Section 10.321(a) of Title 20 of the Code of Federal Regulations provides as follows:
“Whenever an overpayment has been made to an individual who is entitled to further payments, proper adjustment shall be made by decreasing subsequent payments of compensation, having due regard to the probable extent of future payments, the rate of compensation, the financial circumstances of the individual and other relevant factors so as to minimize any resulting hardship upon such individual.”[16]

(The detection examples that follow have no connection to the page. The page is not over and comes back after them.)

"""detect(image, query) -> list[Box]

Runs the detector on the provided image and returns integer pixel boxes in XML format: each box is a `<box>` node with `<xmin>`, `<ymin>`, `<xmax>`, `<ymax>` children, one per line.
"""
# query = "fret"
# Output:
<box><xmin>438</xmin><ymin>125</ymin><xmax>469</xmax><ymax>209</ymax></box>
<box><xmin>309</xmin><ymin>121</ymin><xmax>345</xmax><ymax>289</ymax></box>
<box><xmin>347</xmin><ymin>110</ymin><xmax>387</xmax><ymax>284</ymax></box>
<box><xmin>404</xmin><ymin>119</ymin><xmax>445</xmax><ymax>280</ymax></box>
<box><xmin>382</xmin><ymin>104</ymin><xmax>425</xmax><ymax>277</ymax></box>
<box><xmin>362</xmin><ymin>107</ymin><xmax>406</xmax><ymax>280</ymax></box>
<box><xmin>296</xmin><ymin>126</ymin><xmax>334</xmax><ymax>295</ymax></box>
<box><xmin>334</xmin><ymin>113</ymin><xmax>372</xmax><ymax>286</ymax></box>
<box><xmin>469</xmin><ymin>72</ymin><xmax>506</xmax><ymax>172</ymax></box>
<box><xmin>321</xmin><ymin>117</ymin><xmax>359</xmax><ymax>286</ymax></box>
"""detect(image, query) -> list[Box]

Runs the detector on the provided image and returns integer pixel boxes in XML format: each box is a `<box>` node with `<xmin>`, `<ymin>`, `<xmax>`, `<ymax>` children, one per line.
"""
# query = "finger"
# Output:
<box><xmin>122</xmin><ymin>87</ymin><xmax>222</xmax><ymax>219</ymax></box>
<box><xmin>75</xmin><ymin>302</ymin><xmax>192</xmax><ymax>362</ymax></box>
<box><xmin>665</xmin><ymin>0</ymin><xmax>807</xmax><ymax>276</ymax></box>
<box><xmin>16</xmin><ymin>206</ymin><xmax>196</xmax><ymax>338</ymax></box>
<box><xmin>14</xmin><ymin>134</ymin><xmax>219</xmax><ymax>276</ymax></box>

The only factor the Office appeared to consider in its May 29, 1996 decision was that appellant would receive a lump sum of $3,000.39. The Office did not show how deducting the whole of the overpayment from compensation retroactively due appellant would minimize any resulting hardship where monthly expenditures exceed monthly income by $674.00. On appeal the Office cites the case of Robert Atchinson,[17] in which the Board affirmed the deduction of an overpayment from compensation retroactively due the claimant. In that case, however, monthly income exceeded monthly expenses by $280.96, and this was prior to an examination of which the claimed expenses could be allowed. Given the excess income already present, the Office reasoned, it was more than apparent that full recovery of the $2,515.00 debt in that case could be made from the $10,234.10 in compensation due without an adverse impact on the claimant’s ability to meet ordinary and necessary living expenses.[18]
This reasoning does not support the Office’s finding in the present case, where appellant has no excess monthly income available for debt repayment. Because the Office failed to explain how, under these circumstances, a deduction from compensation retroactively due would not adversely impact appellant’s ability to meet ordinary and necessary living expenses or would minimize any resulting hardship, the Board finds that the Office abused its discretion in denying waiver. The Board will set aside the Office’s May 29, 1996 decision on the issue of waiver of the overpayment that occurred from January 18, 1992 through August 20, 1994 and will remand the case for a proper exercise of discretion.
The May 29, 1996 decision of the Office of Workers’ Compensation Programs is set aside on the issue of waiver of the overpayment that occurred from January 18, 1992 through August 20, 1994 and is otherwise affirmed. The case is remanded for further action consistent with this opinion.
Dated, Washington, D.C.
July 14, 1999
David S. Gerson
Member
Willie T.C. Thomas
Alternate Member
Michael E. Groom
Alternate Member
[1] Appellant disputes the hearing representative’s statement that the report of the impartial medical specialist establishes that he is capable of gainful employment.
[4] See, e.g., Harold W. Steele, 38 ECAB 245 (1986) (no waiver is possible if the claimant is not without fault in helping to create the overpayment).
[5] See, e.g., Irwin E. Goldman, 23 ECAB 6, 10 (1971), petition for recon. denied, 23 ECAB 46 (1971).
[6] Fred A. Cooper, Jr., 44 ECAB 498 (1993) (noting that the right to a prerecoupment hearing does not arise under the provisions of 5 U.S.C. § 8124(b)).
[15] 20 C.F.R. § 10.320(b). 20 U.S.C. § 10.320(a) provides: “Although the Office may have been at fault in making the overpayment, that fact does not relieve the overpaid individual or any other individual from whom the Office seeks to recover the overpayment from liability for repayment if such individual is not without fault.”